Charlie Hebdo a déposé plainte jeudi pour «menaces» sur sa page Facebook, a déclaré à l’AFP Éric Portheault, coactionnaire du journal avec Riss. «Ça n’arrête pas», a-t-il ajouté à propos des menaces.

Dans la foulée, le parquet de Paris a ouvert une enquête préliminaire pour «menaces de mort matérialisées par écrit», a-t-on précisé de source judiciaire. Les investigations concernent plusieurs dizaines de messages, sur la période juillet-août, a-t-on ajouté de même source.

Une première enquête préliminaire, ouverte en juin après de précédentes menaces de mort, est toujours en cours.

«Les menaces ont commencé à la mi-juillet, mais il y en a surtout eu mardi», a précisé Éric Portheault, rappelant que ce n’est pas la première fois qu’il porte plainte pour des menaces.

Charlie Hebdo a diffusé mardi sur sa page Facebook la une du journal datée du 10 août, représentant un homme barbu et une femme voilée courant nus sur la plage, l'illustration étant accompagnée du message: «Musulmans... Dé-coin-cez-vous!»

«On ne peut pas laisser passer des menaces, des insultes, des propos racistes. C’est impossible. Surtout des menaces de mort. Le 10 août, on nous a dit: “Dans 20 jours, attentat”», a fait valoir M. Portheault.

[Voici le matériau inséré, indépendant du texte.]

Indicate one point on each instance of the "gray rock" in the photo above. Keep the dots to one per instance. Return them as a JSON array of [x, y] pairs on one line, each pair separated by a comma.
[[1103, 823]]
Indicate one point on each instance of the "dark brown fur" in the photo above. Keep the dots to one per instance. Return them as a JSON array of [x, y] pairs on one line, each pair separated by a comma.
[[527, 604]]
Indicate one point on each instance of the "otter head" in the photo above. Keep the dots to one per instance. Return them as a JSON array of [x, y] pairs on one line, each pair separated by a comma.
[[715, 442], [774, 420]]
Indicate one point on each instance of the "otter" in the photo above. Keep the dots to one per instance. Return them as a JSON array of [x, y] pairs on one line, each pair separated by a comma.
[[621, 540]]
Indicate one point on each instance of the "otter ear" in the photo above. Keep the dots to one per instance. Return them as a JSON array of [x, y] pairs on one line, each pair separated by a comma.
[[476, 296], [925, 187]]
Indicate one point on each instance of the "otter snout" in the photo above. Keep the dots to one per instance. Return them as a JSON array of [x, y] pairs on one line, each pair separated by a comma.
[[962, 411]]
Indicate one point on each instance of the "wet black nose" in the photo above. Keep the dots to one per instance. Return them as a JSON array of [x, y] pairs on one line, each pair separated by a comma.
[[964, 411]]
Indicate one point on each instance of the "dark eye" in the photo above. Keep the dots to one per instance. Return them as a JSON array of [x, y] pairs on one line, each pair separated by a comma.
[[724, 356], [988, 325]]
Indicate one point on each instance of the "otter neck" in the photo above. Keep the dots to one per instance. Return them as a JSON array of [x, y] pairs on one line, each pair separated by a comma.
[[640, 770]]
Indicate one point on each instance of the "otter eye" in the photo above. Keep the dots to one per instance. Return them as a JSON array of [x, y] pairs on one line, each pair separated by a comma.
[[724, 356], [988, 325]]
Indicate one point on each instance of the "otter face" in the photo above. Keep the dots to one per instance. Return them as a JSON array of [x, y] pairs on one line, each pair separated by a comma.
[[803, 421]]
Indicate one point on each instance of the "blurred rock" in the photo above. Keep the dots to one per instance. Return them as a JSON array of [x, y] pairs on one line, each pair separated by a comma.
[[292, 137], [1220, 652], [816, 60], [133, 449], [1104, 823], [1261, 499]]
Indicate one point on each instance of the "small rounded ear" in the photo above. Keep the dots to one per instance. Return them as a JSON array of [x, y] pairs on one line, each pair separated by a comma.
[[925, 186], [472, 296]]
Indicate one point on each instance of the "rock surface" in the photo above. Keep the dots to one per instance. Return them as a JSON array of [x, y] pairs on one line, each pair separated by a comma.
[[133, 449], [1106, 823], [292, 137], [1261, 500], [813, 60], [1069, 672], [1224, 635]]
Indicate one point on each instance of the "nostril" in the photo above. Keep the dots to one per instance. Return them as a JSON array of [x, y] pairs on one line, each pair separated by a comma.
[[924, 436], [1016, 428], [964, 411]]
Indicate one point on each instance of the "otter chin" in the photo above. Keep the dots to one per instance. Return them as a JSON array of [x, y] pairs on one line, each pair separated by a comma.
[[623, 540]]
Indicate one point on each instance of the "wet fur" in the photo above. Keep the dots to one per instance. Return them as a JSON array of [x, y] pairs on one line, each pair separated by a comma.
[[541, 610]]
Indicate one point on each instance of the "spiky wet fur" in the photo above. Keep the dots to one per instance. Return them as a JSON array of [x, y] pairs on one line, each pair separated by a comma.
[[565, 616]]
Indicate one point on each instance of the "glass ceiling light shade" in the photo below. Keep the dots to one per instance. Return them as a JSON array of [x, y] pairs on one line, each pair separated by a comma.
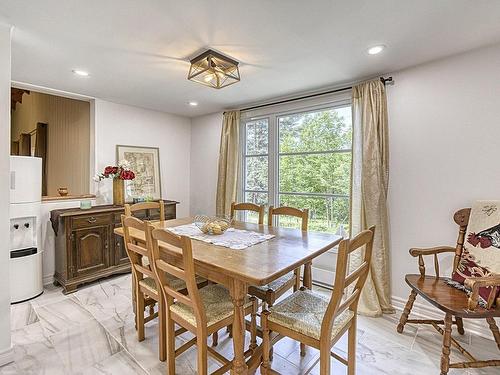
[[214, 70]]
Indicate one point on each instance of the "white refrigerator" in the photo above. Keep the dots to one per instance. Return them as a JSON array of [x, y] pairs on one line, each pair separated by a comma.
[[25, 228]]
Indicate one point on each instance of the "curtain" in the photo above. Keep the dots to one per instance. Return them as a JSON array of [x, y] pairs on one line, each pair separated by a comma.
[[370, 178], [229, 153]]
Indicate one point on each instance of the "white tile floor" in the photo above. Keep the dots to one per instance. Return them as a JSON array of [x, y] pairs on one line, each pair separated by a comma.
[[92, 332]]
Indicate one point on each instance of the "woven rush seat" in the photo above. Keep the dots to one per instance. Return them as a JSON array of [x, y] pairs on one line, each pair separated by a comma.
[[303, 312], [217, 302]]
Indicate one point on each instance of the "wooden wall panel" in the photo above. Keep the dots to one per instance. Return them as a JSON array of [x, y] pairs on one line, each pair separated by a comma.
[[68, 138]]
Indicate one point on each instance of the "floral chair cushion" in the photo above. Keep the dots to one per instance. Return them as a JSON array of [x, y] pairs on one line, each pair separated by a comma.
[[303, 312], [481, 249]]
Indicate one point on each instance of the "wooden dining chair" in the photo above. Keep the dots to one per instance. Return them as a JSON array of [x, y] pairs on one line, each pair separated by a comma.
[[130, 209], [249, 207], [202, 311], [146, 292], [275, 289], [269, 293], [314, 320]]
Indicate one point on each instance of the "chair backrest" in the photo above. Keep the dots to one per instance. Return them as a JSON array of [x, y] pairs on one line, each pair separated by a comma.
[[461, 217], [345, 278], [135, 250], [248, 207], [162, 267], [130, 209], [289, 211]]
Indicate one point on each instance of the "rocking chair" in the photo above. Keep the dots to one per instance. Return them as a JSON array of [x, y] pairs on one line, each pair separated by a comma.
[[453, 302]]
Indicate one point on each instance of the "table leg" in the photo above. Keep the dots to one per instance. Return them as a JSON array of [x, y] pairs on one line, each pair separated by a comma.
[[238, 293], [308, 275]]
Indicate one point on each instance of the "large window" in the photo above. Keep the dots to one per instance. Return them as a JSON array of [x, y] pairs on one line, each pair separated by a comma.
[[301, 159]]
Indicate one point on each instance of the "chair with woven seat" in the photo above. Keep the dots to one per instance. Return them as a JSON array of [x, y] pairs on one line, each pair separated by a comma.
[[317, 321], [275, 289], [248, 207], [145, 289], [202, 311], [460, 296]]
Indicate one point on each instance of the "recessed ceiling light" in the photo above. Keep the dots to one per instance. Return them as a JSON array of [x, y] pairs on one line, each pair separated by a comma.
[[81, 73], [376, 49]]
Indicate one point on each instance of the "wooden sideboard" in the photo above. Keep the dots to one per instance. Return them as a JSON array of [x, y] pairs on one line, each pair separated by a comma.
[[86, 248]]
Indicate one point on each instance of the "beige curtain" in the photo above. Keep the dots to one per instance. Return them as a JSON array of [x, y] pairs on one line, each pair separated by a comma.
[[370, 178], [229, 153]]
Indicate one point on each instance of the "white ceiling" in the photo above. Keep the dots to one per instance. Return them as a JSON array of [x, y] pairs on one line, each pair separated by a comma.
[[137, 52]]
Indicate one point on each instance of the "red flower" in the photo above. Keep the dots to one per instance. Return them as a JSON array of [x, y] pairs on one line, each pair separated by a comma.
[[473, 239], [127, 175], [484, 242], [110, 170]]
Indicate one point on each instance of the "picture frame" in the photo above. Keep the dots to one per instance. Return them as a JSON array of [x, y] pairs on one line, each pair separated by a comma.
[[145, 163]]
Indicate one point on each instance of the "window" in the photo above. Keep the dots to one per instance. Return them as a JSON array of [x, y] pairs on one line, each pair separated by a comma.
[[301, 159]]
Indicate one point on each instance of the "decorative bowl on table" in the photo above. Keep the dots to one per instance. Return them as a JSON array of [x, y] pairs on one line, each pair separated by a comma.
[[212, 224]]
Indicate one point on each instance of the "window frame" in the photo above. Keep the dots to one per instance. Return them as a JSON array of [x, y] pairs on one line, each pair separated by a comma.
[[272, 114]]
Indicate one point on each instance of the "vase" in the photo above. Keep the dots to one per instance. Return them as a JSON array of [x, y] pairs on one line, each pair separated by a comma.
[[118, 192]]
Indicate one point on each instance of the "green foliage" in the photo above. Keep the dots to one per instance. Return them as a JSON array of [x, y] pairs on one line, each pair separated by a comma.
[[322, 172]]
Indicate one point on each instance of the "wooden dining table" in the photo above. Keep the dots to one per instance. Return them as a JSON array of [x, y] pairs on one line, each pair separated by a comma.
[[255, 265]]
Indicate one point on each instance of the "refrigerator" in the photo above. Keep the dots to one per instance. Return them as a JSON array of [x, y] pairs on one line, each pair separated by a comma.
[[26, 281]]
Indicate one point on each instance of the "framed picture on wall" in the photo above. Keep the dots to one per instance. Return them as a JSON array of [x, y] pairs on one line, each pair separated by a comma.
[[145, 163]]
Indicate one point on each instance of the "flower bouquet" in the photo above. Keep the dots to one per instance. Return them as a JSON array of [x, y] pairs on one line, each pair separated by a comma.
[[119, 174]]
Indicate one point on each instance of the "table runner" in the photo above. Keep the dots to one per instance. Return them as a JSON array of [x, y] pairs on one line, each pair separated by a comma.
[[237, 239]]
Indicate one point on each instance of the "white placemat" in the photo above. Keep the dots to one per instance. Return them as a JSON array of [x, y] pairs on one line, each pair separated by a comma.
[[237, 239]]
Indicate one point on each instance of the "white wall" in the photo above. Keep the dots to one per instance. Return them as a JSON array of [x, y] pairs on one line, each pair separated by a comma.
[[5, 343], [205, 141], [127, 125], [444, 152], [444, 120], [117, 124]]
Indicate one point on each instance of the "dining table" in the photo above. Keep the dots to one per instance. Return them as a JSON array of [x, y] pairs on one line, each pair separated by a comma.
[[237, 269]]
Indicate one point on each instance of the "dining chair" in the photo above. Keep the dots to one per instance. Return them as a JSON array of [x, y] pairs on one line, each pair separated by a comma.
[[130, 209], [317, 321], [248, 207], [146, 292], [275, 289], [202, 311], [269, 293]]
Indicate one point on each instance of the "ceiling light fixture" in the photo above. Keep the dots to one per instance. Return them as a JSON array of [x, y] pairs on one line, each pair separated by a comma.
[[376, 49], [81, 73], [214, 70]]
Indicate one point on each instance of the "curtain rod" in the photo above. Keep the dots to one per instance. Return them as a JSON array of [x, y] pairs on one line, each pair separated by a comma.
[[382, 79]]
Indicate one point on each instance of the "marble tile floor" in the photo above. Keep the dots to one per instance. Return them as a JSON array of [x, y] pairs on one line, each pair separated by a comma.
[[92, 332]]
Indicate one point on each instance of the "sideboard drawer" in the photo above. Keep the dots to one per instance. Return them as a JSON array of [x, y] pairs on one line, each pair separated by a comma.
[[91, 221]]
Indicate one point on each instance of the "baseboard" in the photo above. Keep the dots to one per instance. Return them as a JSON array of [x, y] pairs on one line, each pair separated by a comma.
[[424, 310], [7, 356], [48, 279]]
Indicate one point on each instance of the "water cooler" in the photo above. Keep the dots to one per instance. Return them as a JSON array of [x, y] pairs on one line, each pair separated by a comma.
[[26, 280]]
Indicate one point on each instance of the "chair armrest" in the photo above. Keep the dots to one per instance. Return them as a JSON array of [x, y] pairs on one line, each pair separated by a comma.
[[474, 283], [414, 252]]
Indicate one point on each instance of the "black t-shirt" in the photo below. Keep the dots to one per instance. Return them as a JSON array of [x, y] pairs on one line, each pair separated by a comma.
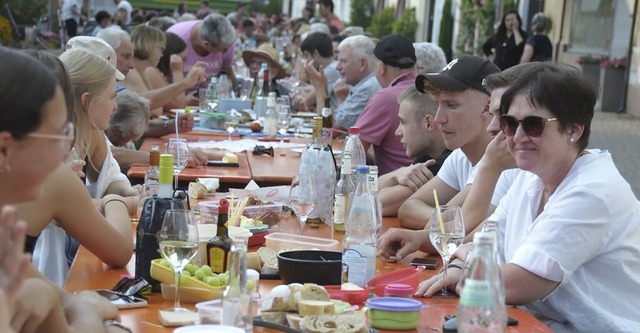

Les menaces avaient commencé en juillet après la publication en une, pendant l’Euro 2016, d’un dessin représentant le footballeur français Antoine Griezmann, caricaturé en vibromasseur, accompagné du message: «Fais-nous encore vibrer.»

Les membres de la rédaction font toujours l’objet de mesures de sécurité renforcées depuis l’attentat du 7 janvier 2015 au cours duquel 12 personnes, parmi lesquelles huit membres de la rédaction, ont été assassinées par deux frères djihadistes au siège de l’hebdomadaire.